Voici nos questions à Mathieu Lanier chef de groupe Digital Imaging chez Sony. 

L'Internaute Magazine. Comment marche la photo en 3D chez Sony et pourquoi ce choix ?
Mathieu Lanier. Le procédé de la photo en 3D n'est pas nouveau. C'est quelque chose qui existe depuis l'argentique : il fallait prendre deux photos avec deux points de vue différents qu'il fallait ensuite combiner pour avoir l'effet 3D. Aujourd'hui avec le numérique, on a trois méthodes.
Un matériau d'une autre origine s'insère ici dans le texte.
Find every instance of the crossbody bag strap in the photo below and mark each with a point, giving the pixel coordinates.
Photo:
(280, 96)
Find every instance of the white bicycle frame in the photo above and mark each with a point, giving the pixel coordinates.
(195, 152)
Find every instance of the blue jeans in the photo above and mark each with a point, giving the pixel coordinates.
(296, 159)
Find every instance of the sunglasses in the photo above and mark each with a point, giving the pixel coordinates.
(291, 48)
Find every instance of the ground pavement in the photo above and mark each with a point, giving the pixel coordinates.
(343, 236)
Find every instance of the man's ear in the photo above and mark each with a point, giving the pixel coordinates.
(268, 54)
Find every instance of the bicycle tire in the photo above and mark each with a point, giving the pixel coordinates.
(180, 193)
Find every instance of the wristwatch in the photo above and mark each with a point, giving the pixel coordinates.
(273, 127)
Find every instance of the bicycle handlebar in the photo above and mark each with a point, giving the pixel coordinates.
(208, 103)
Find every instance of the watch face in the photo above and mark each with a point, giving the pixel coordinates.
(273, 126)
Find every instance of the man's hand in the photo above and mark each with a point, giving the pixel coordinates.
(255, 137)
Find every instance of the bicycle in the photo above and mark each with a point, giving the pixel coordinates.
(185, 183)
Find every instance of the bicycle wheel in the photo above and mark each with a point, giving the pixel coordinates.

On peut soit utiliser deux appareils, soit mettre deux capteurs sur un même APN, soit la méthode Sony.

Nous avons préféré proposer de bons APN 2D, et compacts. Selon toutes nos études, le design et la compacité sont très importants pour les consommateurs. Ce qui signifie qu'il vaut mieux d'après nous ne proposer qu'un seul objectif, car en placer deux rend l'appareil démesuré. Pour permettre la 3D, on balaye d'un mouvement le panorama : l'APN est alors capable de reconnaître quand prendre une photo correspondant à l'œil droit et une autre pour l'œil gauche. Le même objet pris avec un point de vue différent, est ensuite recombiné automatiquement par l'appareil.  

Cette technique 3D marche-t-elle pour rendre en relief les petits objets ? 

C'est effectivement beaucoup plus adapté à un paysage, mais ça marche de manière générale très bien avec un sujet statique. Comme il faut prendre successivement 2 photos, cela fonctionnera mal avec un objet en mouvement (effets de ghost). 

Cela ne peut pas permettre la vidéo ?
Pour l'instant non, ce n'est pas prévu. Mais je ne sais pas ce que seront capables de nous préparer nos ingénieurs ! 

"C'est effectivement beaucoup plus adapté à un paysage"


Techniquement, comment vous envisagez l'avenir de la photo 3D chez Sony ?
Je le répète, mais le principal besoin d'un utilisateur, c'est un très bon APN 2D. Le souci de qualité qui se manifeste d'abord sur de la 2D. La 3D est trop limitée en termes de partage d'images. Aujourd'hui la plupart des APN Sony sont équipés de notre technologie 3D, on considère cela comme un atout, mais ce n'est pas la fonction que nous mettons en avant en premier. Ce ne sera pas la caractéristique principale de vente des APN en 2010 ou 2011. D'ailleurs, nous employons la même stratégie pour nos téléviseurs Bravia. On propose le meilleur de la 2D avant tout, avec une possibilité 3D.

Vous envisagez d'autres supports qu'un téléviseur pour regarder ces photos 3D ?
On suit ce que fait la concurrence et l'impression 3D, mais nous trouvons cela trop cher. Et pour les cadres photos 3D, le marché périclite complètement, en tout cas en France ; donc un téléviseur 3D nous semble la meilleure solution.